Rigid Foam: Typically the most expensive of all insulation types, rigid foam can be an effective option and also provides greater insulation. This type of insulation is most commonly used for special applications as well as interior or exterior wall sheathing.
Rolls and Batts: Also known as blankets. This type of insulation is made from mineral fibers and is available in sizes that fit the standard spacing of wall studs, attic joists or floor joists.
What is the R-Value?
The R-value is a measurement to determine the insulation's resistance to heat flow. The recommended 'R-value' will vary from one home to the next as climates and heating/cooling systems differ. R-values range from zero to forty (sometimes even higher). The higher that the R-value is, the greater the insulating effectiveness it provides. The United States Department of Energy estimates that nearly half of a typical home's utility bills are spent on cooling and heating. Ensuring that air is not leaking into your home through windows, doors and other openings can significantly help cut costs on utilities. Additional benefits of a well-insulated home include better humidity control, less dust, pollen and insects as well as noise reduction. When all of the gaps, leaks and holes are added together in a typical home's envelope, it is the equivalent of having a window open each day of the year. If you are curious about how much insulation your home needs you can look it up on the U.S. Department of Energy Recommended Total R-Values for New Wood-Framed Houses here (http://www.energy.gov/energysaver/tips-insulation). Additionally, if you have an attic in your home, you may be able to save more money on energy bills. The U.S. Department of Energy estimates that between 10 to 50 percent can be saved off of a heating bill just by having a properly insulated attic. It's worth having a professional insulation company come and look at your home to make sure that it does have the proper insulation needed. Energy auditors can also perform this task as well as provide you with other great tips to save energy. With the cold season rolling in take the time to make sure your home has the correct insulation.
Your Home's Insulation
Most of the energy costs spent to keep a home warm in the winter and cool in the summer end up leaving through the attic. In the summer, the sun's heat pours in through the attic and in the winter, warm air rises past the ceiling and out of the home. Saving on energy costs starts in the attic, but how much insulation is enough?

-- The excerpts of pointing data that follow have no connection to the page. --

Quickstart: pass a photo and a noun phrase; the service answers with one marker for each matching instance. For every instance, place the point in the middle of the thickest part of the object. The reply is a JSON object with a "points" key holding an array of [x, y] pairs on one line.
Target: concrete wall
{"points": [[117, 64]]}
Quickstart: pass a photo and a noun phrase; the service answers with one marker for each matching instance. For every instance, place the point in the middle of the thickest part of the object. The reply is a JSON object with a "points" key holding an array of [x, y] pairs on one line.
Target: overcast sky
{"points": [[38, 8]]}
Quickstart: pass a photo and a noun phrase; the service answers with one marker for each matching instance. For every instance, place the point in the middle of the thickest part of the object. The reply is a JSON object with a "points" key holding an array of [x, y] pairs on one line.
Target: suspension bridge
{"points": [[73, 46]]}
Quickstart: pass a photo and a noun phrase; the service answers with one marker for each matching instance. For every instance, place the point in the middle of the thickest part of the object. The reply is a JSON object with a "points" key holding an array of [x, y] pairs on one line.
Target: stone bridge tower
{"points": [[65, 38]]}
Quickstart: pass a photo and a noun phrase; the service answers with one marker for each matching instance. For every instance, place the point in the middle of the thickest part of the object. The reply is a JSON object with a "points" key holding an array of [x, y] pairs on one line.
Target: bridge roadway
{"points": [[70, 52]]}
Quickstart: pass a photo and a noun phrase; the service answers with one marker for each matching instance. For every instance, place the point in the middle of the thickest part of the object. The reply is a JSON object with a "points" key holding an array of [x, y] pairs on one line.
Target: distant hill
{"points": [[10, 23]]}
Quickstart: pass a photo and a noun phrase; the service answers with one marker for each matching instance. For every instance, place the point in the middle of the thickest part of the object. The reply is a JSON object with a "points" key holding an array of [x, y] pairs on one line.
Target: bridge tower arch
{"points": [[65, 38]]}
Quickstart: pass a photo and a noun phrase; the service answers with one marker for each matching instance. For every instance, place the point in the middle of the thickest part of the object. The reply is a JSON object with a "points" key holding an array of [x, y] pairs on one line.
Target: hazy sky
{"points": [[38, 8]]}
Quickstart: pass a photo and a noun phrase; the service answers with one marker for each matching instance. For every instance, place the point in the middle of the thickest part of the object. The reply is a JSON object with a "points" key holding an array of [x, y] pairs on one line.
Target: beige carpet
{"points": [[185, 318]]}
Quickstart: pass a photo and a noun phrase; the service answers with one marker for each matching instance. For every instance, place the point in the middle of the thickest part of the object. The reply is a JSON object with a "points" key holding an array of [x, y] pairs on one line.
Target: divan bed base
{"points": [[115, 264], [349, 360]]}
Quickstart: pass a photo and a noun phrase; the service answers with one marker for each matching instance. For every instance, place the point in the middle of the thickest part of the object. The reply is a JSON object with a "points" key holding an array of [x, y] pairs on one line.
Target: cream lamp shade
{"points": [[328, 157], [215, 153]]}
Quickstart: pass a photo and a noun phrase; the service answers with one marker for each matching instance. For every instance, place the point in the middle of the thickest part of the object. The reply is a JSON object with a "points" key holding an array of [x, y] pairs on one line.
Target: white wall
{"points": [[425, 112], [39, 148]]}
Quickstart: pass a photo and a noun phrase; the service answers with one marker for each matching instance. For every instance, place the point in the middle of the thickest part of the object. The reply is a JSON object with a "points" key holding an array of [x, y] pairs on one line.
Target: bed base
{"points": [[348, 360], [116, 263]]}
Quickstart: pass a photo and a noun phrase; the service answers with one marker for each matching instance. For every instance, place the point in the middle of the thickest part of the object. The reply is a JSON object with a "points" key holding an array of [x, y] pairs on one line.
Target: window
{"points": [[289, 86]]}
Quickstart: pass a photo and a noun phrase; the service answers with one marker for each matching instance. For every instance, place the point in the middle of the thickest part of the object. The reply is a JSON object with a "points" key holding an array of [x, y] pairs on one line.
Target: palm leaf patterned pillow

Insulation is rated by number denoting how much of a thermal barrier each type of insulation provides. The farther north one goes the higher insulation number needed. Cold weather states, such as the Atlantic north-east, mountain states, and northern Mid-west require an R-49 rating. Warm weather states in the middle latitudes call for R-40; Southern and Gulf States would require R-38.

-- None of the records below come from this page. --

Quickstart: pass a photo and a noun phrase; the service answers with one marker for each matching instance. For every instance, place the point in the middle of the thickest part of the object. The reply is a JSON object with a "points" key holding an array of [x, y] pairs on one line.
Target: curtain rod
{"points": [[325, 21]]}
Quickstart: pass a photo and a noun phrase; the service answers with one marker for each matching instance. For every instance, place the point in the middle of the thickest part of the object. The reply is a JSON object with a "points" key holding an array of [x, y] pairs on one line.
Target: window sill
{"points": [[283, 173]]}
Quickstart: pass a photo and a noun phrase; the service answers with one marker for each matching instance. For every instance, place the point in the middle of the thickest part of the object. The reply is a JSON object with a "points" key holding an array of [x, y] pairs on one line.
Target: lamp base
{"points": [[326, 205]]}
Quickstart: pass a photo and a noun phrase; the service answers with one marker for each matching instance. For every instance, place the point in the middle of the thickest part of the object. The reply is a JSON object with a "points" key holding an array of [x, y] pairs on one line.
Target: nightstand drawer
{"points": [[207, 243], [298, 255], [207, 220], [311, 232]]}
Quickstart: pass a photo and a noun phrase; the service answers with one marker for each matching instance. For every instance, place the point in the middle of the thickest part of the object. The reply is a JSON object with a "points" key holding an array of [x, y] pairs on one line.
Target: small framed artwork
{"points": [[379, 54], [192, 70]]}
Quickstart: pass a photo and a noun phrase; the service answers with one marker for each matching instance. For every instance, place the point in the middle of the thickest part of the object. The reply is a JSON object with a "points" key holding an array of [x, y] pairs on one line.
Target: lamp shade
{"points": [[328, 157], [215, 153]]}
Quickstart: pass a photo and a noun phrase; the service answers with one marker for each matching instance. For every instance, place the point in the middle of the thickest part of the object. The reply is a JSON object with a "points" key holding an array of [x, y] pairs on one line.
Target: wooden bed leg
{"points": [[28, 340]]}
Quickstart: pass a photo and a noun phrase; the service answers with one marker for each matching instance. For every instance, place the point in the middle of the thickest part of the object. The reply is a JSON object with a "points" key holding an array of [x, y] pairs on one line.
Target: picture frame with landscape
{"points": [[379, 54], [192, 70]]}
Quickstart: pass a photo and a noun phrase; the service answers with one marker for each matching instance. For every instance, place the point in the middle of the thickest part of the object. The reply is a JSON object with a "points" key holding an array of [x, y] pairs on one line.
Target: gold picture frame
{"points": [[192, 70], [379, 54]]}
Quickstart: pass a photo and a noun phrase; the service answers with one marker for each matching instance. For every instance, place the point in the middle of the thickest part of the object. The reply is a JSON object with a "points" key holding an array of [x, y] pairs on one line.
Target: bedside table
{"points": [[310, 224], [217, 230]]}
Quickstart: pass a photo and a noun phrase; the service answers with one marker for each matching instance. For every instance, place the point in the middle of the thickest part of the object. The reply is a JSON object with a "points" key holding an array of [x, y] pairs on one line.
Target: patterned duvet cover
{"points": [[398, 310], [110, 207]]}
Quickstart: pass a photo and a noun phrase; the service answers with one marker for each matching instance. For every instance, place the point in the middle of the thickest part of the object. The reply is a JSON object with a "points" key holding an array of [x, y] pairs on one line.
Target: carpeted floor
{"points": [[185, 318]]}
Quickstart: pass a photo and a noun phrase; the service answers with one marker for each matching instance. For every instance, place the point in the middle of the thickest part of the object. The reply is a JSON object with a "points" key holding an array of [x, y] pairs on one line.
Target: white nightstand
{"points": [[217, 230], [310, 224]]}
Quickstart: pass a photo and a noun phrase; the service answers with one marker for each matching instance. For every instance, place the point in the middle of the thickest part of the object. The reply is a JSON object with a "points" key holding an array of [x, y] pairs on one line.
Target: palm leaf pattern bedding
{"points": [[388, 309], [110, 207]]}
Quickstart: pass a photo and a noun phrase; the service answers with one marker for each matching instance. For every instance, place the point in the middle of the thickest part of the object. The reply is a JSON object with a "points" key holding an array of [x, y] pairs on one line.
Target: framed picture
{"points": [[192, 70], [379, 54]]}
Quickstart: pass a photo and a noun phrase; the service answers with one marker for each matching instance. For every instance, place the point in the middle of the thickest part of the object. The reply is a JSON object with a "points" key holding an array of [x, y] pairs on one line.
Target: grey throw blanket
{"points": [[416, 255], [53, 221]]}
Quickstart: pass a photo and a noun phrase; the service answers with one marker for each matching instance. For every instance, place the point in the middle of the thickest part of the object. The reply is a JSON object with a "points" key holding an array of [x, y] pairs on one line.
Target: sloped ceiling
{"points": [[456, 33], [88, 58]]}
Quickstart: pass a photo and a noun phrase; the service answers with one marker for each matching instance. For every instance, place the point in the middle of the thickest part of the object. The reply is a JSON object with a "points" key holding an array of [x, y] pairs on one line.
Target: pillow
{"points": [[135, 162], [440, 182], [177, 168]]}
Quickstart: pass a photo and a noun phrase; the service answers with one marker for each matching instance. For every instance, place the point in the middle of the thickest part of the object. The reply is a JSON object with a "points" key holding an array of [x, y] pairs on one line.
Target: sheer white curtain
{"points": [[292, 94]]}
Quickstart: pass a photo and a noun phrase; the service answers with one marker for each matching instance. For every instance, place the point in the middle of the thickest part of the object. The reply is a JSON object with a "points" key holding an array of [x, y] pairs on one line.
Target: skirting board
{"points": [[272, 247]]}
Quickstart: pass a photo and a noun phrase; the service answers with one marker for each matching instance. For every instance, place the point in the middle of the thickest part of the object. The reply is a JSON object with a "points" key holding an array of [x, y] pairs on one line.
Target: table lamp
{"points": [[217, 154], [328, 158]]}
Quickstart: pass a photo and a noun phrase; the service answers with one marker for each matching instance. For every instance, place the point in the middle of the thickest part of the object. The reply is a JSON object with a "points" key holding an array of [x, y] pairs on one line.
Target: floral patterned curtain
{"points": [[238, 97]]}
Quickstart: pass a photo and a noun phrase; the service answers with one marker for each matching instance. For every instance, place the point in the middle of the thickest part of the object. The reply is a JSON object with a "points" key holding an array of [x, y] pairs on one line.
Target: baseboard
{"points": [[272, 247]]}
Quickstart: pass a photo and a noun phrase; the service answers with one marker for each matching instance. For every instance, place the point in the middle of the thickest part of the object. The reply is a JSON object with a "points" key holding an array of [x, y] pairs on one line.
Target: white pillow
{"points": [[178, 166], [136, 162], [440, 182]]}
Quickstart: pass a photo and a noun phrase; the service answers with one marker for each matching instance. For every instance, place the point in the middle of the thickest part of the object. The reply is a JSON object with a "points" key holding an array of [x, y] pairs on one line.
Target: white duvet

These guidelines offer the answer to the question, "how much insulation is enough?"
Adequate home insulation is the best way to keep a home comfortable while saving energy costs. With just a ruler, any homeowner can determine if they are meeting their insulation needs. With many options available to increase the insulation in an attic, no homeowner has to needlessly suffer through a cold winter, hot summer, or high utility bills.